A reference to the Supreme Court of Canada on the issues raised by the Prime Minister’s
moratorium would, in my respectful opinion, continue this longstanding tradition of resolving
constitutional controversies while promoting respect for the rule of law.

In light of the foregoing, I respectfully propose that the above referenced proceedings be
resolved on the following terms:

1. The Governor in Council shall refer questions for the opinion of the Supreme Court of
Canada pursuant to section 53 of the Supreme Court Act, including questions
substantially as follows:

a) Does the Constitution of Canada require the Prime Minister to recommend to
the Governor General that a qualified person be summoned to the Senate
when a vacancy happens in the Senate by resignation, death or otherwise?
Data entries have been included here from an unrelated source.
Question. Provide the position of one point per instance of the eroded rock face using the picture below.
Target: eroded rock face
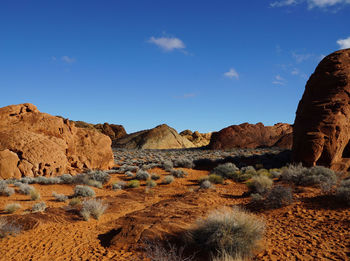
(322, 125)
(248, 135)
(160, 137)
(198, 139)
(113, 131)
(47, 145)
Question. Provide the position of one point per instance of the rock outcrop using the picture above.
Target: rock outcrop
(111, 130)
(322, 124)
(34, 143)
(160, 137)
(198, 139)
(248, 135)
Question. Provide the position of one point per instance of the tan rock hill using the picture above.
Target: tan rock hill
(248, 135)
(34, 143)
(160, 137)
(198, 139)
(111, 130)
(322, 126)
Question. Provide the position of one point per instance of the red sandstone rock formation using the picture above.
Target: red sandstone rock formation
(322, 125)
(248, 135)
(34, 143)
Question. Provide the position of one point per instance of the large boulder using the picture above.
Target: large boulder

b) If the answer to the previous question is “yes”, when does the Constitution of
Canada require that such recommendation be made?
(the “Reference”)

2. The parties will jointly request orders, by consent, holding Federal Court File T-2506-14
and Federal Court of Appeal File A-265-15 in abeyance pending the determination of the
Reference.

3. The parties will jointly seek, by consent, the discontinuance of Federal Court File T-
2506-14 and Federal Court of Appeal File A-265-15 without costs to any party forthwith
upon the determination of the Reference.

While the Governor in Council is of course at liberty to refer such questions to the Supreme
Court of Canada whenever it sees fit, subject to the applicable conventions, my offer in respect of my waiver of costs is open for acceptance until the next writ of election is issued under the Canada Elections Act, upon which issuance this offer is withdrawn. I reserve the right to disclose the terms of this proposal; for greater certainty, settlement privilege
does not apply in respect of this communication.

Subject to acceptance of this proposal, I look forward to receiving this week Canada’s memorandum of fact and law in the appeal proceeding and finalizing arrangements for crossexamination on affidavits in the judicial review proceeding.

Would you kindly communicate this proposal to your clients.